That is, the first actual, honest-to-God computer I ever owned (the 486 PS/1 that took me from 1993 to 1999(!)) is sitting in the other room, hard drive nearly empty, ready to have Linux installed. I spent a few hours making sure I'd archived only the useful things. (It's only a 120 meg HD, sure, but getting stuff off it is a bit of a pain.)
It's so strange to be looking at things from three, four, five years ago and knowing that somehow a record was kept of almost everything I was doing then. I spent most of HS half-awake, because when I got home, I sat in front of the computer and essentially didn't move. It produced an odd focus in me; it's when I started to write. Lots of early writing, lots of discussions on IRC that I logged, lots of old email, old friends, old SOs.
It feels so strange to see an archive of your life -- even if it's just for a (3|4)-year time span.
Man, if I was so keen on just getting Cygwin working, imagine how giddy I'll be when I'm a real, actual Linux user!
I suspect I'm not smart enough yet to make the thing sing and dance even if I can get Linux installed properly on it, so I won't be web-capable through it. (I hear you out there. "Good thing, too. Less of his buggered insanity.") If I do figure out a way, I'll have to post a journal entry just to prove I did it.
Most likely, I'll just end up getting my hands in some more Perl, which is a good thing too. I still have to do the backups on this system of all my new stuff (it's backed up on the drive, just not on CD where it should be) and set up the campaign for tomorrow night.

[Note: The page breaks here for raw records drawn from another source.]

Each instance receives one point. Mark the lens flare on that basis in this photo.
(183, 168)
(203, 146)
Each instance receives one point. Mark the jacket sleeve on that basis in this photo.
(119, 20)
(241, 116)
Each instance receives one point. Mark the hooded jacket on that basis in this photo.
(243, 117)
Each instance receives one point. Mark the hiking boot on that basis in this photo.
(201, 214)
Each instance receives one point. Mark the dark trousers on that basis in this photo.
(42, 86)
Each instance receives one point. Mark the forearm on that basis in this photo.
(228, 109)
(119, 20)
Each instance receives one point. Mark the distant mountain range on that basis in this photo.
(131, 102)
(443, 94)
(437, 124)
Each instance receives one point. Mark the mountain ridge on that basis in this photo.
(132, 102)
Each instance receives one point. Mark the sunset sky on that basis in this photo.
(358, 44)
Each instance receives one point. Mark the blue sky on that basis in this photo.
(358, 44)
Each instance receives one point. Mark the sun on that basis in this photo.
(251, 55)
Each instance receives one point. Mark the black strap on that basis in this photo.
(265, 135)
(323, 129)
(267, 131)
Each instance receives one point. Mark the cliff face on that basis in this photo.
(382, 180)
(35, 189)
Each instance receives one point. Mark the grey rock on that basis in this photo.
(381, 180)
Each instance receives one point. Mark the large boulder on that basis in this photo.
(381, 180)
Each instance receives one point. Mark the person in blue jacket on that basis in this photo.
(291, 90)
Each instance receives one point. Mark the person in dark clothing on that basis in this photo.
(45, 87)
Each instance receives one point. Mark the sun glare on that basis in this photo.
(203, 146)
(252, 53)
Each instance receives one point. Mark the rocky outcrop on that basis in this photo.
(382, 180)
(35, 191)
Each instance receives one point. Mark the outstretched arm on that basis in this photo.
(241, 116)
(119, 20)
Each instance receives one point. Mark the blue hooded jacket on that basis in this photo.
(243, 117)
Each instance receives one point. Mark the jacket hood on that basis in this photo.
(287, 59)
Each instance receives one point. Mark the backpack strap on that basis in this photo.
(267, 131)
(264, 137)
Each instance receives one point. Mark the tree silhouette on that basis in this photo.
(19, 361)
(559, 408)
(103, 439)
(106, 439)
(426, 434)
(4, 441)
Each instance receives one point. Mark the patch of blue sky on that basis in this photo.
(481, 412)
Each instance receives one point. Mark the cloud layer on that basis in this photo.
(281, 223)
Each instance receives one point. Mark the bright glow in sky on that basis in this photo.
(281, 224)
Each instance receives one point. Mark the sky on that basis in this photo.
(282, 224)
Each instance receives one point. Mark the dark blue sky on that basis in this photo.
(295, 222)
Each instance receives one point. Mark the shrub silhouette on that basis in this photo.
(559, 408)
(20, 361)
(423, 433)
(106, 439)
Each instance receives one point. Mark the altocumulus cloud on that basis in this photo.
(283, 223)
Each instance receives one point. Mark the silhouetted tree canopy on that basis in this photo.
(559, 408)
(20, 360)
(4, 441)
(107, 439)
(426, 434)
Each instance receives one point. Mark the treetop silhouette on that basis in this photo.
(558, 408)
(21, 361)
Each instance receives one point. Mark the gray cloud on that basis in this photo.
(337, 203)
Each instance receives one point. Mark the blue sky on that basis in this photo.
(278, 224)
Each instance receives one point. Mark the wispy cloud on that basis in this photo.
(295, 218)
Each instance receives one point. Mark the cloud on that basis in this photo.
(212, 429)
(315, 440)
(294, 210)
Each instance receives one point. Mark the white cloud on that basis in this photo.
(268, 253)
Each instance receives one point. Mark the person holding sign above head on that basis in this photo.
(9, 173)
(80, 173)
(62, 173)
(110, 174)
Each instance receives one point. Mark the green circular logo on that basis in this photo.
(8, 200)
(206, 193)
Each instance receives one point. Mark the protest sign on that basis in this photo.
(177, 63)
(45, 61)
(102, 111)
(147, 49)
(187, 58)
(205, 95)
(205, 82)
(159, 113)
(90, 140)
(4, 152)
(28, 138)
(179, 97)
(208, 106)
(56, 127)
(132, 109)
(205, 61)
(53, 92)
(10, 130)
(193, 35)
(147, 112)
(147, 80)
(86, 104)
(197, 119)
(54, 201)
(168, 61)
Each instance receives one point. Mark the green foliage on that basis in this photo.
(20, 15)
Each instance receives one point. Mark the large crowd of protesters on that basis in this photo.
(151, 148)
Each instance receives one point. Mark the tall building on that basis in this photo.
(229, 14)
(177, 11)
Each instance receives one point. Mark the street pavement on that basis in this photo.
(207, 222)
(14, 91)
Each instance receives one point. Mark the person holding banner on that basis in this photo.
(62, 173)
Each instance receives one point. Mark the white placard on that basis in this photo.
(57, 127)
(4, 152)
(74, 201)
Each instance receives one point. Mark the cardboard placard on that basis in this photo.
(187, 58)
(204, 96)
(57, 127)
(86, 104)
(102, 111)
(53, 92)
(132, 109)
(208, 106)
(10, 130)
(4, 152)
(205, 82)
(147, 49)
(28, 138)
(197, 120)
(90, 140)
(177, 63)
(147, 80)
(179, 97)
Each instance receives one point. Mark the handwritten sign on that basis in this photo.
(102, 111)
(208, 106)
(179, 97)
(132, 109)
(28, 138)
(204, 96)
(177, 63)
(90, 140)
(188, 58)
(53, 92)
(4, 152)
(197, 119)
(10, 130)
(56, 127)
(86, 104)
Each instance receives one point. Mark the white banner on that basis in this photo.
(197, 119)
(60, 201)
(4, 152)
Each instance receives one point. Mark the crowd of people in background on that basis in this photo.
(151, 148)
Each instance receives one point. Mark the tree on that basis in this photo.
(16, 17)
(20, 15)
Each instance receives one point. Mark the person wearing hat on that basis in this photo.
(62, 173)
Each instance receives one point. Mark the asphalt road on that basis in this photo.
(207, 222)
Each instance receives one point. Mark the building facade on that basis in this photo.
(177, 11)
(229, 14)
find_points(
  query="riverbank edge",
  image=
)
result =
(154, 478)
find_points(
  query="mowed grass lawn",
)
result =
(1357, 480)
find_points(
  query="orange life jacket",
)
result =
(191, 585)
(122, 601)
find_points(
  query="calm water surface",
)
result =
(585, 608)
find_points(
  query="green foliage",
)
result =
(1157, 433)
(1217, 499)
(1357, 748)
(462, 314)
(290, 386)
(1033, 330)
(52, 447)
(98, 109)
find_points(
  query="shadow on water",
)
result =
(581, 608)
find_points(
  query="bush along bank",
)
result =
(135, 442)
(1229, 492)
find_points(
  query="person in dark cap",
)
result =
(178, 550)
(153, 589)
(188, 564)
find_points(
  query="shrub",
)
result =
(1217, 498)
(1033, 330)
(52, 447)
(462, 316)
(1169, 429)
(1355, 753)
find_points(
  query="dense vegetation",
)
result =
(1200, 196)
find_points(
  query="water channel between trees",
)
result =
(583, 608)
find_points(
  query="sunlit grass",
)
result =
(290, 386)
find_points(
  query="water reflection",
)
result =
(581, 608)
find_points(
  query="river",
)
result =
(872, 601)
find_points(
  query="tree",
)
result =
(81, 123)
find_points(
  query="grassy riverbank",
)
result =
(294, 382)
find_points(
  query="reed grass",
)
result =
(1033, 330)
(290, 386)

I'll probably do the campaign tomorrow and the backups Saturday.
A friend of mine is coming over to crash at my place a few nights, and we're settling in for MST3K and alcohol. Nothing better than robots making fun of movies and drinking.

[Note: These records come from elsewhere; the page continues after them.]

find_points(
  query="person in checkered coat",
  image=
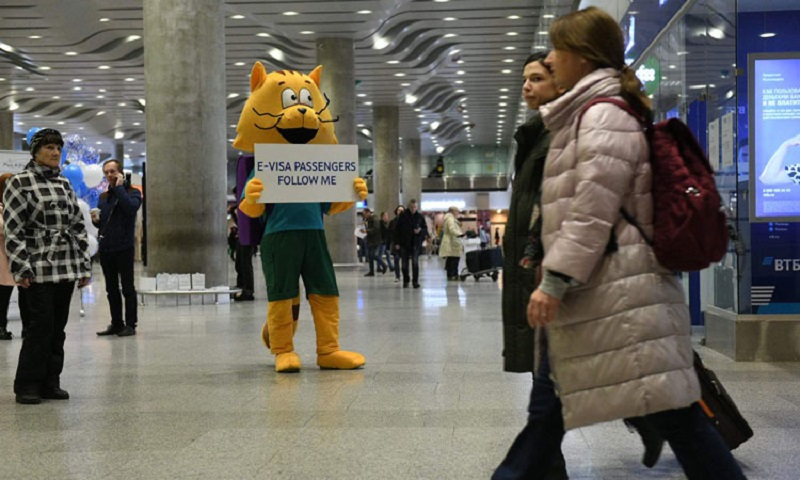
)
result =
(47, 248)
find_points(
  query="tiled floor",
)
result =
(194, 396)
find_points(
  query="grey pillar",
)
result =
(412, 173)
(184, 66)
(386, 171)
(6, 130)
(337, 57)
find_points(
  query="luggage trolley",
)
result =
(487, 262)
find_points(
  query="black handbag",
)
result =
(720, 408)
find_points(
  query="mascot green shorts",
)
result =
(288, 256)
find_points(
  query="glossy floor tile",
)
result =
(194, 396)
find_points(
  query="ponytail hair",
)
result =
(595, 36)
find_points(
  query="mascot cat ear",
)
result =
(316, 75)
(258, 75)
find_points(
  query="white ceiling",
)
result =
(79, 66)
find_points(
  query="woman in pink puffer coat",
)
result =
(616, 323)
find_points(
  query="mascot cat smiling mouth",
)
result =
(288, 107)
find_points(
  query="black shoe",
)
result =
(243, 297)
(111, 330)
(653, 442)
(127, 332)
(29, 398)
(55, 393)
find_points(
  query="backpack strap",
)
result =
(623, 105)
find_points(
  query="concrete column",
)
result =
(184, 68)
(386, 170)
(6, 130)
(337, 57)
(412, 174)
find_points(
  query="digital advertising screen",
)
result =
(774, 175)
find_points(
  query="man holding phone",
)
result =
(115, 218)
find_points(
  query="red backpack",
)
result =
(690, 229)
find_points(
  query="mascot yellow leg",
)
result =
(325, 309)
(279, 333)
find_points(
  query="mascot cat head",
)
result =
(284, 107)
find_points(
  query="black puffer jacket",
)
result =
(533, 141)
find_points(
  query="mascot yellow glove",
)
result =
(252, 193)
(360, 186)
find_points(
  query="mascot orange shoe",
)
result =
(288, 107)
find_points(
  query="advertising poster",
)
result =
(775, 137)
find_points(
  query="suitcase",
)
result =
(719, 407)
(474, 261)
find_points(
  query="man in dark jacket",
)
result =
(116, 222)
(412, 230)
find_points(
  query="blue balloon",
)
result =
(74, 174)
(31, 132)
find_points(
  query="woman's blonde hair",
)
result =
(593, 34)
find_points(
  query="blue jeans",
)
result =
(537, 449)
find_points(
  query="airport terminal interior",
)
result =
(433, 100)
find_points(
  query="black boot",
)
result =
(653, 443)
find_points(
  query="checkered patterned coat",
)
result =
(44, 232)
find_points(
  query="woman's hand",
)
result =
(542, 309)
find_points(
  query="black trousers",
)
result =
(244, 268)
(118, 267)
(41, 358)
(5, 299)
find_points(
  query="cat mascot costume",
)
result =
(288, 107)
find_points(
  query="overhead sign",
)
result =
(306, 173)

I feel tired. I only have to get the installation attempted a few times, and then I get to go to sleep! Yay!
I hate looking forward to sleep. I feel old.
Oh, and I'm...uh, I guess the word is engaged, technically. I'm *preparing for a handfasting*, and if you know what that is, you know why I didn't want to use the word 'engaged' as is. The word 'marriage' seems to conjure a lot of legal stuff for most people, and I find the legal concept of marriage utterly abhorrent; it seems to imply a zero-trust relationship. I had one of those with an employer, and it's not pleasant. I'd rather not be legally required to be in love, thank you very much.
As an alternative, my SO has suggested handfasting. My SO is an occasionally-practicing Wiccan (I believe this is appropriate terminology) and explained it to me in fair detail. My own religious beliefs being what they are (don't ask), I had been searching for a ritual that could somehow fit within their framework, and this will do okay.
That is way the hell too much about my personal life. Something about perl...
I'm probably going to turn into an actual Perl Monk tomorrow. I find it a little anticlimactic since I'm going on a mini-hiatus for the next few weeks, but I'll take what I can get. It'll be nice to really be a Monk.